Thursday, December 10, 2015

Lab 8: Spectral Signature Analysis

Goal and Background:
The purpose of this lab is to gain experience collecting and analyzing spectral signatures. In order to do this, 12 spectral signatures of different surface features were collected by creating AOIs with the polygon drawing tool in Erdas and then graphing their curves.

Methods:
There was one part of this lab where I was given 12 different features and I needed to obtain the spectral signatures of those features through the use of a Landsat EMT+ image. The 12 features include:

1. Standing Water
2. Moving water
3. Vegetation
4. Riparian vegetation.
5. Crops
6. Urban Grass
7. Dry soil (uncultivated)
8. Moist soil (uncultivated)
9. Rock
10. Asphalt highway
11. Airport runway
12. Concrete surface (Parking lot)

In order to find the spectral signatures, I had to figure out how to interpret each feature and then zoom into those features throughout the image. I used Google Earth to help distinguish some of the features such as soil and rock. After I used the polygon tool to make AOIs, I used the supervise tool to select the signature editor. I then evaluated the values in a table and then graphed them based on their band signatures individually and then all of them together to observe trends and differences.

Results:
Fig. 1: I first observed the graph for standing water of Lake Wissota to see the signature reflectance.

Fig. 2: I then observed the differences between wet and dry soil based on reflectance of different bands/wavelengths.
Fig. 3: Next I looked at all of the spectral bands together to observe similarities and differences between the various features.

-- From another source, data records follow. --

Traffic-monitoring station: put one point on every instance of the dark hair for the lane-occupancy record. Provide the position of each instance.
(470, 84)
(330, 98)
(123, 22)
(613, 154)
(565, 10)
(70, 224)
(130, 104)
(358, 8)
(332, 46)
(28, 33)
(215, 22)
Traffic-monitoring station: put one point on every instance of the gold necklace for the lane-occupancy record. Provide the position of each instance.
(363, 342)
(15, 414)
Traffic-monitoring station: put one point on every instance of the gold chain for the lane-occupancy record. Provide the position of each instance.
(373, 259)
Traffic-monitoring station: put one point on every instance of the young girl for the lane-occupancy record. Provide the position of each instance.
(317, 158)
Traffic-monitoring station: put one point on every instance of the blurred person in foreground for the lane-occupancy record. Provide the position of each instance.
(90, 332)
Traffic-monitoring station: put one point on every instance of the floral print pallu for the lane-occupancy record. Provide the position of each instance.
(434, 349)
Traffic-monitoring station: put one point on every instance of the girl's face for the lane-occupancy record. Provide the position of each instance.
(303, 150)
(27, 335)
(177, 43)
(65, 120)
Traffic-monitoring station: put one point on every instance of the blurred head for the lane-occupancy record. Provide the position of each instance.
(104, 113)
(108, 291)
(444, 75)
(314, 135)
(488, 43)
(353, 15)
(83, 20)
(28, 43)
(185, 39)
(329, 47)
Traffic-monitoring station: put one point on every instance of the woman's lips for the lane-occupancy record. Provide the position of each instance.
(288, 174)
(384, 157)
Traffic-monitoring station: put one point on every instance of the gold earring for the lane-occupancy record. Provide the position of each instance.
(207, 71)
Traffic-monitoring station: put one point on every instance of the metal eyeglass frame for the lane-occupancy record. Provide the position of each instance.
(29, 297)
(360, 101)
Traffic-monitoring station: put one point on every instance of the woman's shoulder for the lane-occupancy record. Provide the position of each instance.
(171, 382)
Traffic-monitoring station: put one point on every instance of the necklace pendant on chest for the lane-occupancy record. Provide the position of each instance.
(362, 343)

The following table denotes both the bands of highest and lowest reflectance for each feature I observed:

                                                        Highest                 Lowest
Moving Water:                                  Band 1                  Band 4 or 6
Vegetation:                                        Band 4                  Band 3 or 6
Riparian Vegetation:                        Band 4                  Band 6
Crops:                                                 Band 4                  Band 6
Urban Grass:                                     Band 4                  Band 3 or 6
Dry Soil (Uncultivated):                   Band 5                  Band 3
Wet Soil (Uncultivated):                  Band 5                  Band 6
Rock:                                                   Band 5                  Band 4
Asphalt Highway:                              Band 5                  Band 4 or 6
Airport Runway:                                Band 5                  Band 4
Concrete Surface (Parking Lot):      Band 1                  Band 4




Band wavelengths (micrometers)
Band 1 (Blue): 0.45-0.52
Band 2 (Green): 0.52-0.60
Band 3 (Red): 0.63-0.69
Band 4 (NIR): 0.77-0.90
Band 5 (Short-wave Infrared): 1.55-1.75
Band 6 (Thermal Infrared): 10.40-12.50


The spectral signatures for both standing and moving water are significantly different because many of the other features reflect infrared in one way or another but water tends to absorb infrared radiation. The spectral difference for the runway is also quite different, I expected it to kind of be similar to the concrete parking lot signature though which is definitely not the case. The runway reflects a large amount of radiation in all bands because it is a white flat surface, which is true of concrete so I am curious why the concrete surface did not have a similar signature. All of the plant features more or less follow the same trend in that they reflect a large amount of NIR and absorb quite a bit of red light. I did find it interesting that the runway reflected such large amounts of radiation in all of the bands except for NIR where it had a large dip.


Sources:
Satellite image is from Earth Resources Observation and Science Center, United States Geological Survey.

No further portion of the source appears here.